Sidaction : Que peut la psychanalyse pour lutter contre l’épidémie de VIH aujourd’hui, notamment chez les homosexuels ?
Pierre Bonny : Son pouvoir en la matière est limité et puissant à la fois. Avec la psychanalyse, il ne s’agit ni de dire ou conseiller au sujet ce qu’il doit faire, mais plutôt de partir des solutions qu’un sujet peut élaborer pour se protéger. Cela suppose que le sujet repère la logique qui le conduit à s’exposer. Pour qu’il veuille en savoir quelque chose, il faut que ses prises de risque l’interrogent et suscitent un inconfort, le poussant à explorer ses motivations. Au cas par cas, la psychanalyse peut permettre, en sondant les ressorts inconscients, une « déconstruction » de la prise de risque et une « reconstruction » de la prévention. En sorte, il s’agit d’une approche latérale de la prévention, dans la mesure où, par l’association libre, on finit par parler de tout autre chose que du risque. C’est cet insu – ce qui n’est pas su – qui, dans l’après coup de la consultation, éclaire le sujet sur lui-même et crée une dynamique vers un changement de ses pratiques.

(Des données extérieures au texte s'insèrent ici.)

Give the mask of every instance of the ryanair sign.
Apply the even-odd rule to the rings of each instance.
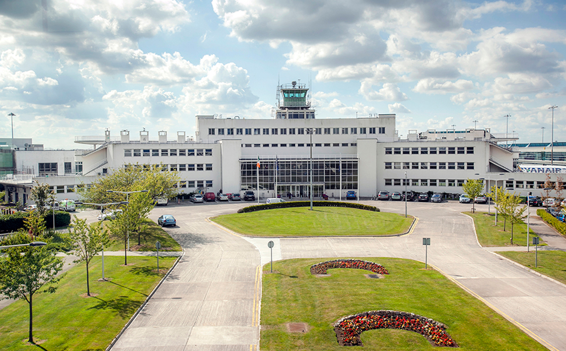
[[[517,166],[520,172],[525,173],[566,173],[566,166],[544,166],[543,164],[520,164]]]

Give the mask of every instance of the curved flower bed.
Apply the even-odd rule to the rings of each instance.
[[[389,274],[385,267],[379,263],[361,259],[335,259],[311,266],[311,274],[326,274],[333,268],[351,268],[371,271],[378,274]]]
[[[334,324],[341,346],[363,346],[360,334],[373,329],[401,329],[418,333],[434,346],[458,347],[442,323],[414,313],[398,311],[370,311],[338,319]]]

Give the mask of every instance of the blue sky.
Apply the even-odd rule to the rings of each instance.
[[[566,140],[563,2],[431,0],[0,2],[0,136],[195,132],[196,114],[269,118],[278,80],[312,82],[317,118],[397,114]]]

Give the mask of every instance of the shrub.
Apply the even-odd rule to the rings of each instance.
[[[273,210],[274,209],[286,209],[290,207],[305,207],[310,206],[310,201],[289,201],[288,202],[276,202],[275,203],[265,203],[263,205],[255,205],[247,207],[240,209],[238,213],[248,213],[262,210]],[[350,207],[379,212],[379,209],[374,206],[368,206],[355,202],[340,202],[338,201],[312,201],[313,207]]]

Sidaction : Pour éclairer les mécanismes à l’œuvre dans l’exposition au VIH, vous utilisez deux concepts, le « pari » et le « fétiche ». Expliquez-les nous.
PB : Ces concepts visent autant à éclairer les logiques d’exposition que les logiques de protection. Les personnes qui ont participé à la recherche ont souvent repéré en entretiens que leurs prises de risque intervenaient après une déception professionnelle ou amoureuse. La prise de risque apparaît alors comme un moyen de remettre en jeu, de « parier », son existence et de rechercher un plus de vie. Le sida peut devenir une préoccupation psychique privilégiée pour exprimer ce pari. La dimension fétichiste du sida, c’est qu’en tant qu’objet d’angoisse, il polarise la libido du sujet et s’avère en cela autant repoussant que fascinant. Ceci peut conduire à osciller entre des conduites de prévention et des conduites d’exposition au risque suivant les contingences de l’existence.
Sidaction : Quelle analyse faites-vous de la place prise par la psychanalyse dans la recherche sur le VIH en France ces dernières années ?
PB : Déjà, pendant les années 80 et 90, la psychanalyse était moins présente dans la recherche que la sociologie. Cela tient essentiellement à son objet : la psychanalyse n’embrasse pas le collectif, elle fonctionne discrètement, au cas par cas, et travaille nécessairement « sur mesure ». En fait, elle a surtout été présente sous forme de consultations psychothérapeutiques dans les services de maladies infectieuses ou dans les centres de prévention afin d’aider les personnes séropositives ou exposées au risque à affronter la maladie ou à élaborer des stratégies de prévention adaptées. En fait, la psychanalyse n’a pas vocation à orienter les politiques de santé publique, même si elle soutient évidemment l’accès à la prévention et aux soins. Ceci dit, elle peut intervenir dans les débats scientifiques en étudiant, à travers des recherches universitaires comme celle que j’ai réalisée, l’analyse des logiques d’exposition au risque.
A lire : Pierre Bonny, Le Sida fétiche. Une approche psychanalytique de la prévention auprès de sujets gays, Presses universitaires de Rennes, 2018. Les moins familiers avec la psychanalyse gagneront à lire, en particulier, la seconde partie consacrée à l’exposition des cas cliniques, tous très éclairants.